FERC just issued Order 841 requiring RTOs and ISOs to allow energy storage resources to participate in wholesale markets. This is huge for our commercial and industrial clients who are looking at battery systems. The order requires market operators to establish participation models that recognize storage can both consume and inject energy. Wisconsin Electric has already started talking about new tariff structures to accommodate behind-the-meter storage. Anyone have clients asking about this yet?
New FERC Order 841 - Energy Storage Participation Rules
Avista up here in Washington has been ahead of the curve on this. They've had a pilot program for battery storage since 2016 under Schedule 120. The challenge is the interconnection process - it's still taking 6-9 months even for small 500kW systems. FERC Order 841 is great in theory, but the implementation is going to be messy.
Xcel Energy in Colorado just filed their compliance plan with FERC last week. They're proposing a new "Storage Integration Tariff" that would allow customers to net out consumption and injection on a 15-minute basis. The monthly fee is only $50 but there's a $5,000 interconnection study required for anything over 100kW. Still cheaper than California though.

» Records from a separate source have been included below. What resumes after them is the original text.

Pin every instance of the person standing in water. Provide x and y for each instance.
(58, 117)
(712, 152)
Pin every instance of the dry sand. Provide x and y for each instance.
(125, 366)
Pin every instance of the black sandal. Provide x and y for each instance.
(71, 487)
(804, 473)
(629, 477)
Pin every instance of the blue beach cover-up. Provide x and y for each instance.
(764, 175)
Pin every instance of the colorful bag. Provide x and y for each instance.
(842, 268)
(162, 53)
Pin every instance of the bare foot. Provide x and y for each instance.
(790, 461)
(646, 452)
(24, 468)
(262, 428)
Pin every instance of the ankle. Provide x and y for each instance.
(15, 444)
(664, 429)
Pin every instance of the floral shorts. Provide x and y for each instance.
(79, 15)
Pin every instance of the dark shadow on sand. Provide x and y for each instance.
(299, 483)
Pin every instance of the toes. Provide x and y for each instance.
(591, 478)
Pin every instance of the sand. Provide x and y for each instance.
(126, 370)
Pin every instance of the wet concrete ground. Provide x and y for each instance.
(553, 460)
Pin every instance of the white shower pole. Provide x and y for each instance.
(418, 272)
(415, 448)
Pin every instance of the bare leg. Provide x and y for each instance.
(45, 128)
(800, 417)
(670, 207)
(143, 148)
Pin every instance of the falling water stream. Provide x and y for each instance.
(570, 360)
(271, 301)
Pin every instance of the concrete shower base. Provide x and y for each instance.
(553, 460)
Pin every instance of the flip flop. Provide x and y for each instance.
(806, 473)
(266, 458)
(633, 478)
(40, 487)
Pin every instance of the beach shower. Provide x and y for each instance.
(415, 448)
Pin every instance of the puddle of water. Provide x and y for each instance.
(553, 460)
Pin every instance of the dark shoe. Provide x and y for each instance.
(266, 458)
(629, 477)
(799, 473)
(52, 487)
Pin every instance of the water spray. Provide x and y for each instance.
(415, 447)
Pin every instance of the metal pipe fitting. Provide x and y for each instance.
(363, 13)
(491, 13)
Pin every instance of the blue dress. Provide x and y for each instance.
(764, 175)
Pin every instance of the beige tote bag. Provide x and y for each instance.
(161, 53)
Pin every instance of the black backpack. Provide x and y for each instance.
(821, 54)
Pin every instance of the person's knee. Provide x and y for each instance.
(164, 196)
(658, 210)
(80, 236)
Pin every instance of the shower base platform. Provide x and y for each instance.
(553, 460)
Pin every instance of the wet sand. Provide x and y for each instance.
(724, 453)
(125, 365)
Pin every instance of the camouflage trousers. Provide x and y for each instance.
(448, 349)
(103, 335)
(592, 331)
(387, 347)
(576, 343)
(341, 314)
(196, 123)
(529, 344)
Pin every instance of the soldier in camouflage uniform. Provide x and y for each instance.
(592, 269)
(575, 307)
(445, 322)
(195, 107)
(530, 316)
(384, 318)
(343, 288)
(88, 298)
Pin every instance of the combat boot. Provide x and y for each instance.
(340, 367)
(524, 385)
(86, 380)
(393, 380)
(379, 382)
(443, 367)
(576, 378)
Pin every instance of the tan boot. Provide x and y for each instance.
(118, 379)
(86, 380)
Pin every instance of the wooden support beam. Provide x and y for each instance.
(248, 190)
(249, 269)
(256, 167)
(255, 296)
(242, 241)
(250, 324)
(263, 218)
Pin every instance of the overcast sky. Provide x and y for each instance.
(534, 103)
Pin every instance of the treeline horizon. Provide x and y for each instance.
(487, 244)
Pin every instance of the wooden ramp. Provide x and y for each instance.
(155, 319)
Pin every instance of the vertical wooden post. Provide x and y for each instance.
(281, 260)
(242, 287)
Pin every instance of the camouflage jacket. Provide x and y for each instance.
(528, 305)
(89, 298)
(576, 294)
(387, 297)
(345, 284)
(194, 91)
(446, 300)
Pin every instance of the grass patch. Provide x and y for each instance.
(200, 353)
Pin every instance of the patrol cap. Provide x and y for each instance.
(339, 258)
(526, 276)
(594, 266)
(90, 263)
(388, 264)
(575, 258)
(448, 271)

CenterPoint Energy down here in Texas is being much more aggressive. They want to charge a monthly "grid services fee" of $15/kW for any storage system that can export to the grid. They're claiming storage creates voltage regulation issues and increases O&M costs. It's complete nonsense - they're just trying to protect their generation revenue.
PPL here in Pennsylvania is taking a wait-and-see approach. They've told us informally that they don't expect significant storage deployment until battery costs drop another 30-40%. But PJM is already working on their compliance filing and it looks like they'll allow full participation by 2020. The revenue opportunities could be substantial - frequency regulation payments alone are running $30-40/kW-month.
Georgia Power just released their integrated resource plan and they're projecting 2,000MW of utility-scale storage by 2025. But they're also proposing new standby charges for customers with storage that can island. They want $8/kW monthly for the "reliability service" even if the customer never actually islands. We're preparing comments to oppose this.
The Wisconsin PSC just opened a generic docket to address storage interconnection standards. WE Energies is pushing for expensive utility-grade protection equipment even for small commercial systems. A 200kW battery system could require $25,000 in additional protective relaying under their proposal. This is exactly the kind of barrier FERC was trying to eliminate.
Otter Tail Power up here in North Dakota doesn't even have a storage interconnection process yet. They told one of my clients to "call us when you're ready to install and we'll figure it out." That's not exactly the market certainty FERC was hoping to create. The smaller utilities are definitely going to struggle with implementation.
Idaho Power actually has one of the better storage programs. Their Schedule 84 allows net metering for storage systems up to 100kW with minimal interconnection fees. The key is they treat storage discharge the same as solar generation - full retail rate credit during peak hours. It's probably not sustainable long-term, but it's great for early adopters.
ComEd in Illinois just announced they'll have their FERC compliance filing ready by the December deadline. They're working with PJM to develop standardized interconnection procedures for storage. The good news is Illinois just passed legislation requiring utilities to procure 1,000MW of storage by 2030, so there's real political support for making this work.
Pacific Power in Oregon is being really innovative with their storage approach. They're offering a "Virtual Power Plant" program where they can dispatch customer storage systems during peak periods in exchange for monthly payments. Early participants are getting $40-60/kW per month. It's voluntary now but I expect it to become mandatory as storage penetration increases.